Handling Partitioned and Non Partitioned Data in Spark Processor using Python – SYNTASA™

When working with data pipelines in Syntasa, the Spark Processor is one of the most important components for data transformation and output generation. In Syntasa, a Spark Processor acts as the engine that connects to your data source (Event Store, GCS, S3, or Azure storage), applies transformations, and writes the results to the desired output. When dealing with data pipelines, one important concept is whether your data is partitioned or non-partitioned.

Before that, let's understand how the spark processor data pipeline looks like.

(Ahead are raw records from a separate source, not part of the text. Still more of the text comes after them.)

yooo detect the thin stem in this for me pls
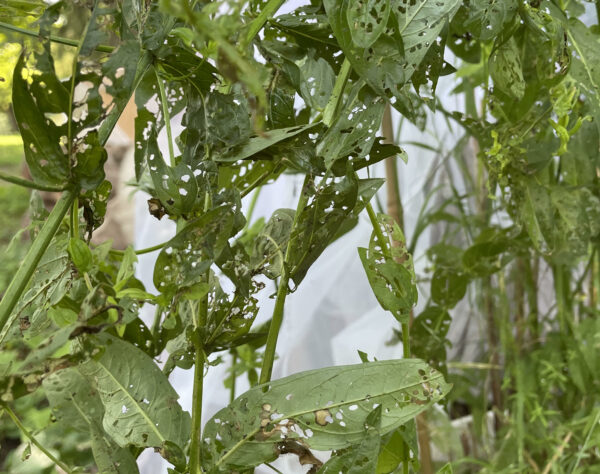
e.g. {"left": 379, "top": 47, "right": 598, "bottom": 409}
{"left": 244, "top": 186, "right": 262, "bottom": 230}
{"left": 70, "top": 197, "right": 79, "bottom": 239}
{"left": 0, "top": 21, "right": 114, "bottom": 53}
{"left": 0, "top": 170, "right": 66, "bottom": 192}
{"left": 108, "top": 242, "right": 166, "bottom": 257}
{"left": 240, "top": 0, "right": 286, "bottom": 50}
{"left": 382, "top": 104, "right": 404, "bottom": 228}
{"left": 259, "top": 268, "right": 290, "bottom": 385}
{"left": 0, "top": 188, "right": 77, "bottom": 338}
{"left": 154, "top": 66, "right": 176, "bottom": 166}
{"left": 1, "top": 404, "right": 73, "bottom": 474}
{"left": 190, "top": 293, "right": 208, "bottom": 474}
{"left": 259, "top": 174, "right": 311, "bottom": 385}
{"left": 189, "top": 347, "right": 205, "bottom": 474}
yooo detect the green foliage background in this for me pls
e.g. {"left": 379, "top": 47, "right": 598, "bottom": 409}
{"left": 0, "top": 0, "right": 598, "bottom": 473}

Spark Processor Data Pipeline

The typical data pipeline for Spark Processor in Syntasa app looks like this:

Input Connection → Spark Processor → Output

Input Connection: Can be an Event Store (Hive table) or external storage like GCS/S3/Azure containing CSV/Parquet/AVRO files.
Spark Processor: Runs your transformation logic using Spark DataFrame APIs.
Output: Data is written back to an Event Store, with or without partitions.

Let’s explore how input and output can both be partitioned or non-partitioned, and what combinations are possible in Spark Processor:

Input Data for Spark Processor

When using a Spark Processor in Syntasa, the input data can come from different sources such as an Event Store or an external storage system (GCS, S3, Azure). Depending on how the data is stored, it may be partitioned or non-partitioned.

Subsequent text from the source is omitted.